Maybe this is just a tad nihilistic, but the idea of a deep rooted belief in human exceptionalism seems likes a waste to me. Simply, it seems to perpetuate a belief that we, as a species, are able to do whatever we wish with our lives and everything will work out fine. This human exceptionalism makes us incredibly self-centered. It makes us entitled, and selfish, and lazy.

For a large part of human history, people have been spoon fed a belief that this world, this universe, was created solely for ourselves. People have been made to believe, speaking from a viewpoint of Western religions, that this idea of human exceptionalism should be the norm. I will not deny that many things have been accomplished thanks to this view. As this blog points out, in rebuttal to an argument against human exceptionalism, the world in many ways did adapt to us instead of vice-versa. Cats, for example, seemingly did this.

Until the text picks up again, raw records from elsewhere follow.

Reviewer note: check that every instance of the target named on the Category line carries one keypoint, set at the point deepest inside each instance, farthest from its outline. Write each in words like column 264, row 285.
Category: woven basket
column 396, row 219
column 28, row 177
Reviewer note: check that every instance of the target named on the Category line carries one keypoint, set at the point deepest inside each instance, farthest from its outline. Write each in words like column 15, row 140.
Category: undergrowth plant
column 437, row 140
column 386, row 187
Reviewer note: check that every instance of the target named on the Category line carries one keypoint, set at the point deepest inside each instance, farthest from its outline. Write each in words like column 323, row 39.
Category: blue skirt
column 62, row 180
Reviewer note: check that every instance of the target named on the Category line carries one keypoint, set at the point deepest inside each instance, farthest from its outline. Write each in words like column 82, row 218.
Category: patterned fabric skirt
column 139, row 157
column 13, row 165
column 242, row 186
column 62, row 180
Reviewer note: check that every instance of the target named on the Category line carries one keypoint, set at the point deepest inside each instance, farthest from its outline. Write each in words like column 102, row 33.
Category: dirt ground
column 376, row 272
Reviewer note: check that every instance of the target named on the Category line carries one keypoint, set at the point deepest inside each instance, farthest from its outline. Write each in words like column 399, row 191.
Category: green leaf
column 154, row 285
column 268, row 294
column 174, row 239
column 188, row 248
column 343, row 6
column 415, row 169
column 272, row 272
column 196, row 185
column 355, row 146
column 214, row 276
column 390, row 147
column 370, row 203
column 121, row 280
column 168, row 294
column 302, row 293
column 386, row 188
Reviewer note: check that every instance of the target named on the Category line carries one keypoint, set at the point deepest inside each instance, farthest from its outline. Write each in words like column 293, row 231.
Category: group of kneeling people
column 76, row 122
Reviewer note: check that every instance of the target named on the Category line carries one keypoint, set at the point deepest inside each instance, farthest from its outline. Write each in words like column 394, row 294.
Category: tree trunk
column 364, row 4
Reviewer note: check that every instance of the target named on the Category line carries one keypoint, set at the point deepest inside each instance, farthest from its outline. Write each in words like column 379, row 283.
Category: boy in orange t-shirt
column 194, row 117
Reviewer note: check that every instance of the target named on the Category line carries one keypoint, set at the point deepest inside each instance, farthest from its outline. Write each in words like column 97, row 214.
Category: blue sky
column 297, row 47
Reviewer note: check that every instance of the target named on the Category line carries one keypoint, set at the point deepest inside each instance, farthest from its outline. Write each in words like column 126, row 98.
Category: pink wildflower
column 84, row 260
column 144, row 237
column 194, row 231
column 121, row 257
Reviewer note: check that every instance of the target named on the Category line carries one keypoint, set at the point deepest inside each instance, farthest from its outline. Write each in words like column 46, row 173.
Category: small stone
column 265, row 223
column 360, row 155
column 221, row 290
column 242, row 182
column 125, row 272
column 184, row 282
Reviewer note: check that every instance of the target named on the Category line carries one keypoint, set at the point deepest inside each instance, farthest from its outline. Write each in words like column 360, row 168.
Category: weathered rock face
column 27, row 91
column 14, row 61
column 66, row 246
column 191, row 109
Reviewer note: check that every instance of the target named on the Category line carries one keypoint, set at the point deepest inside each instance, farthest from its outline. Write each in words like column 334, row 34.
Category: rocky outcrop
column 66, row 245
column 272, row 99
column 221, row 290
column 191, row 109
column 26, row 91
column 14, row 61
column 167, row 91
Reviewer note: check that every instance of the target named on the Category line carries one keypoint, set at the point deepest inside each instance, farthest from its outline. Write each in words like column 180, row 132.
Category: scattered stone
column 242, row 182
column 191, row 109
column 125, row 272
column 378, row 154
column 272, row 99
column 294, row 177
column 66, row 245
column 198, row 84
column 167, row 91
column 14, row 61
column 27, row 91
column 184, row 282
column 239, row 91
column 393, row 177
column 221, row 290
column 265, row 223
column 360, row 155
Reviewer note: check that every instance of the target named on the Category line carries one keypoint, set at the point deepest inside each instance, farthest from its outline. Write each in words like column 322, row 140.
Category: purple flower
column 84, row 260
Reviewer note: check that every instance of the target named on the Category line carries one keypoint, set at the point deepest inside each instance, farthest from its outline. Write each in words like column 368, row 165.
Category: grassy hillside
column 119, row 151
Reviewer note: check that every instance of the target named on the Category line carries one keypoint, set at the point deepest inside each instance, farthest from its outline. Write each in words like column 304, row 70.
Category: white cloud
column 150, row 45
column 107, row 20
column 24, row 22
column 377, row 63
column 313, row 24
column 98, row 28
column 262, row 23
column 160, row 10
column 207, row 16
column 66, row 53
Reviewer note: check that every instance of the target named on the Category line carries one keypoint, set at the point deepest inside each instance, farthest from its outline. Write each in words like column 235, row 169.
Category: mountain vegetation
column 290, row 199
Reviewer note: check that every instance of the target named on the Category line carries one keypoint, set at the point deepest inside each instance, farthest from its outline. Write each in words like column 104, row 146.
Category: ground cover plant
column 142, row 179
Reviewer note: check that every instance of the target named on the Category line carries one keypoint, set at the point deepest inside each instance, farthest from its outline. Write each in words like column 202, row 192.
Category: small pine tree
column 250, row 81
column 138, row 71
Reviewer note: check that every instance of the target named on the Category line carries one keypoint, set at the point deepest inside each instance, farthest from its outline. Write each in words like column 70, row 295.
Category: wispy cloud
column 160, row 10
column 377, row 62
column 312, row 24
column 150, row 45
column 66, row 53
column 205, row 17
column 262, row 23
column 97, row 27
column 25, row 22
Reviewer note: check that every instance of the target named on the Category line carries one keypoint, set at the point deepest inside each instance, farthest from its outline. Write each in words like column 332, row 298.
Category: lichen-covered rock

I too have mentioned, in this earlier post, how the world we know is totally built upon the thousands of small – and not so small – advancements set forth by the billions of people who came before us. People are definitely capable of amazing things. We have changed the entire world around ourselves, to suit our needs and our belief of human exceptionalism. We have changed the world so that now, when we look out on it, there is really no possible way in which someone could not believe in human exceptionalism.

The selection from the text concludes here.